• 子どものあせも予防対策 体の洗いすぎに注意

    (写真はイメージ/提供:PIXTA)
    暑さで汗ばむ日が続き、特に乳幼児はあせもができやすい時期です。悪化すると感染症にもつながりかねません。あせもにならないための日々のスキンケアや対策について、専門医に聞きました。

    薄い乳幼児の皮膚 長湯も注意

    札幌市中央区の勝田千恵美さん(38)は1歳5カ月の息子のあせもが気になっています。保育園の方針で布オムツをつけ、6月からお尻に赤い湿疹がでるように。皮膚科で処方された塗り薬を使うと改善するのですが、やがて再発するとのこと。「秋には治ると思うけど…」と心配そうです。
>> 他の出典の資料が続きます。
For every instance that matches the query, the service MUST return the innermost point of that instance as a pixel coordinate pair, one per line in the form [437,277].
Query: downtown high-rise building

    同区の佐川もと子さん(34)の3歳の息子は、ひじの内側や帽子が触れるおでこにあせもができます。「クリームを使っていいか分からず、特にケアはしていません。予防法を知りたいです」

    たけだ皮膚科スキンケアクリニック(札幌市厚別区)の武田修院長(52)によると、あせもは作られ過ぎた汗が順調に体の外に出なくなることで発症します。汗を作る汗腺の数は生涯変わらず、子どもは大人と比べ皮膚の面積あたりの汗腺が多くなります。さらに体温調節機能も未発達なので汗をかきやすく、あせもができやすいのです。同病院はホームページであせもを悪化させないための注意点を公開しています=表=。かゆみが強く湿疹になったらステロイド外用薬が必要です。

    あせもを悪化させないための注意点

    保湿が大切 1日2回基本

    あせもで引っかいた皮膚が傷つくと細菌が繁殖し「とびひ」になる懸念もあります。とびひの多くは水ぶくれができ、それが破れて出たつゆに接触すると感染します。武田院長は「目に見えない所にも原因の菌が広がっている可能性があり、単に患部を消毒するだけでは感染が収まりません。抗生剤の飲み薬が有効です」と説明します。

    あせもを防ぐには、体の洗いすぎは禁物です。乳幼児の皮膚の厚さは大人の3分の1から2分の1ほどで、皮膚を刺激から守るバリアー機能を持つ皮脂膜が薄いからです。皮脂膜はせっけんで洗えば洗うほど失われます。

    武田院長は「汚れやすい頭部と陰部は毎日せっけんをつけていいですが、そのほかの体は37~38度のシャワーで流すだけで十分。長湯も皮脂膜を壊すので、お湯につかったまま子どもを遊ばせるのは避けて。湯船につかる時間は10秒でも良いくらいです」と助言します。

    武田修院長
    武田修院長

    皮膚から水分が蒸発しないように油分で覆う保湿も重要です。武田院長は「保湿では、皮膚に水分を与える“保水”がポイントです」と強調します。水道水は皮膚にしみ込みづらいので、乳幼児にも安全な化粧水で潤すのがお勧め。保水した後、少量のクリームやオイルなどの保湿剤を薄く塗ります。朝と晩の1日2回が基本で、皮膚の調子が良いなら1回に減らし、乾燥が強い時は増やす。入浴後はタオルで水滴を拭き取ってから保水します。

    また、子どもが激しく汗をかかないよう気をつけたいところ。眠った直後に布団をかけると体の熱がこもり大量の汗をかきます。「寝入ってから小一時間は、おなかにタオルをのせるだけで大丈夫。タオルを1枚背中にはさみ、1時間ほど後に取り出せば寝汗の刺激を緩和できますよ」と武田院長。かゆがって眠りづらそうなら、保冷剤にタオルをまいて枕にすると首回りが冷やされ、かゆみや汗がやわらぐといいます。

    ベビーカーや抱っこひもは熱がたまりやすいので、小さな保冷剤にハンカチを巻き、子どもの体に当てて冷やすと良いそうです。オムツや帽子の肌と触れる部分にガーゼハンカチをはさんでおくと、あせもになりづらいとのことです。なお武田院長は、ベビーパウダーや天花粉について「粉が固まって肌に残ると雑菌が増える可能性があり、勧めていません」といいます。